The Ontario Securities Commission (OSC) has ruled that a scheme that raised $1.2 million from investors to buy into luxury vacation properties was fraudulent.
The OSC issued its decision and reasons last week in the case of Moncasa Capital Corp., and its president and sole director, John Collins.
The commission found that Moncasa and Collins traded without registration, carried out an illegal distribution, committed fraud and violated the public interest, among other things.

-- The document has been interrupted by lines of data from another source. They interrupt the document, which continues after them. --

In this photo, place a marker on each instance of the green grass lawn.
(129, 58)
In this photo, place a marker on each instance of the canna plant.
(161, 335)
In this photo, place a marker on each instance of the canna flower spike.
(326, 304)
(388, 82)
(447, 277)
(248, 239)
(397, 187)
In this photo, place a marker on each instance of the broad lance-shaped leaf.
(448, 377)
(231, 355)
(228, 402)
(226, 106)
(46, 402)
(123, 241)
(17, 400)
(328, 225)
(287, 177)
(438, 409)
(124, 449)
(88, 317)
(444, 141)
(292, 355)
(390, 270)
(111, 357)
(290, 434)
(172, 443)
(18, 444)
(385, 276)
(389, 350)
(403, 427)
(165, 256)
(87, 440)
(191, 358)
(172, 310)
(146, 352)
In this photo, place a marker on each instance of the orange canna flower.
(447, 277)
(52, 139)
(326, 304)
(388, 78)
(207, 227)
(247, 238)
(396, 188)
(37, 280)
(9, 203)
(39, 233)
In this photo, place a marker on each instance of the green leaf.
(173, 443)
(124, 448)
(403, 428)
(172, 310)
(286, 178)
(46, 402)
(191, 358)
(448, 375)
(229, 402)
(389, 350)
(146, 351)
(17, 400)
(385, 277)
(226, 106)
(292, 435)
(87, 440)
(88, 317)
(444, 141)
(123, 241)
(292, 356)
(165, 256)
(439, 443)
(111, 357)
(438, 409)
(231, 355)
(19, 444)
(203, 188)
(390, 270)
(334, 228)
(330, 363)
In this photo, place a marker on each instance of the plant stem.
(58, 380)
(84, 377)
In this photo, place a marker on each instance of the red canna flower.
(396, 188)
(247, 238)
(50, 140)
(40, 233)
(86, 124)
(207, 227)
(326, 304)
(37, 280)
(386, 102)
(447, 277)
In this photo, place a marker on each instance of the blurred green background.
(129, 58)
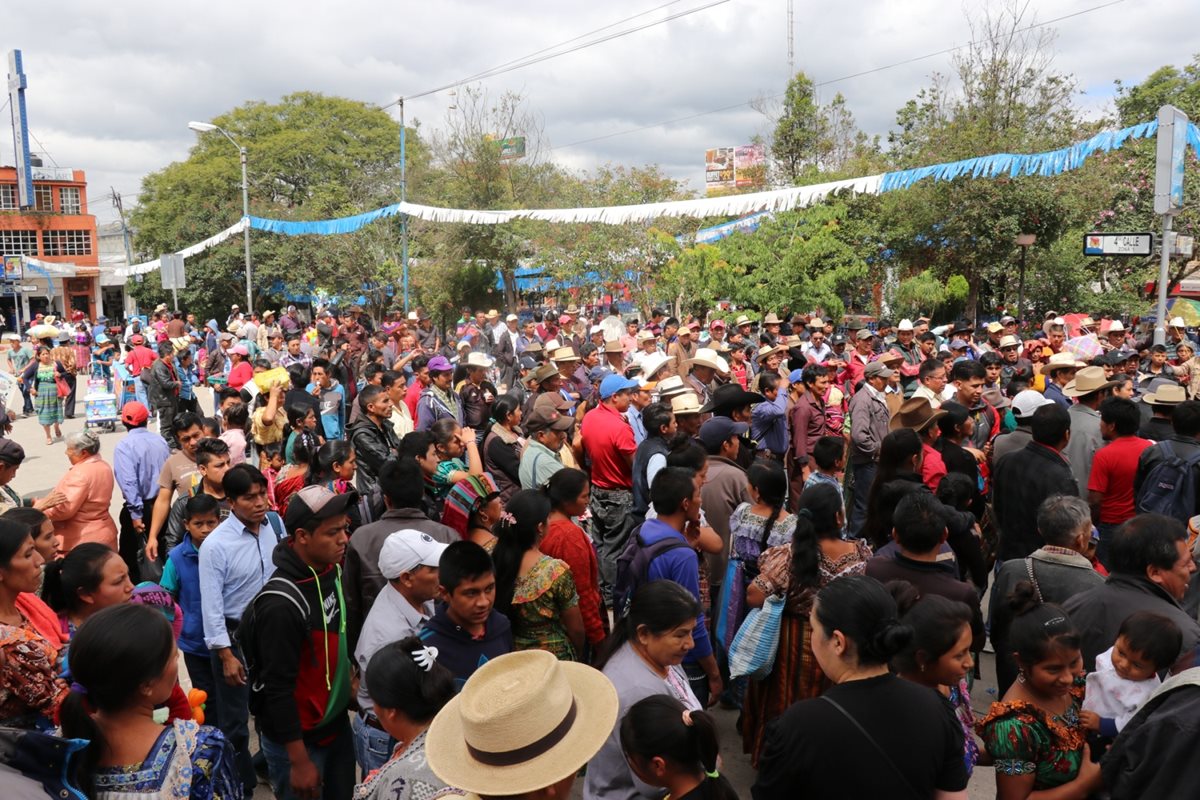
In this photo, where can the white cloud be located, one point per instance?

OSC staff alleged that between April 1, 2008 and May 16, 2011, more than 50 investors in Ontario and elsewhere in Canada, were sold approximately $1.2 million worth of securities, purportedly to purchase luxury vacation properties in the Caribbean for rental purposes. However, the firm did not own any properties, and all but $7,650 of the funds raised from investors was expended for other purposes.
As a result, the OSC concluded that, “The investment scheme perpetrated by Moncasa and Collins was fraudulent.”
It said that Moncasa misled investors, that investors were deprived of their funds as a result of false and misleading statements, and that it also deceived investors by allowing its salespeople to use aliases and to engage in high pressure sales tactics.
The OSC also found that Collins — who was not registered, but had previously been registered as a salesperson with penny stock dealer, Marchment & Mackay Ltd. between 1994 and 1997; and later with C.J. Elbourne Securities Inc. from 1997 to 2000 — deceived investors by misrepresenting his qualifications, expertise, and experience and Moncasa’s business activities and use of funds.
The OSC didn’t levy any penalties, setting July 11 as the date for a sanctions hearing. The decision noted that no one appeared for Moncasa or Collins in order to defend the allegations.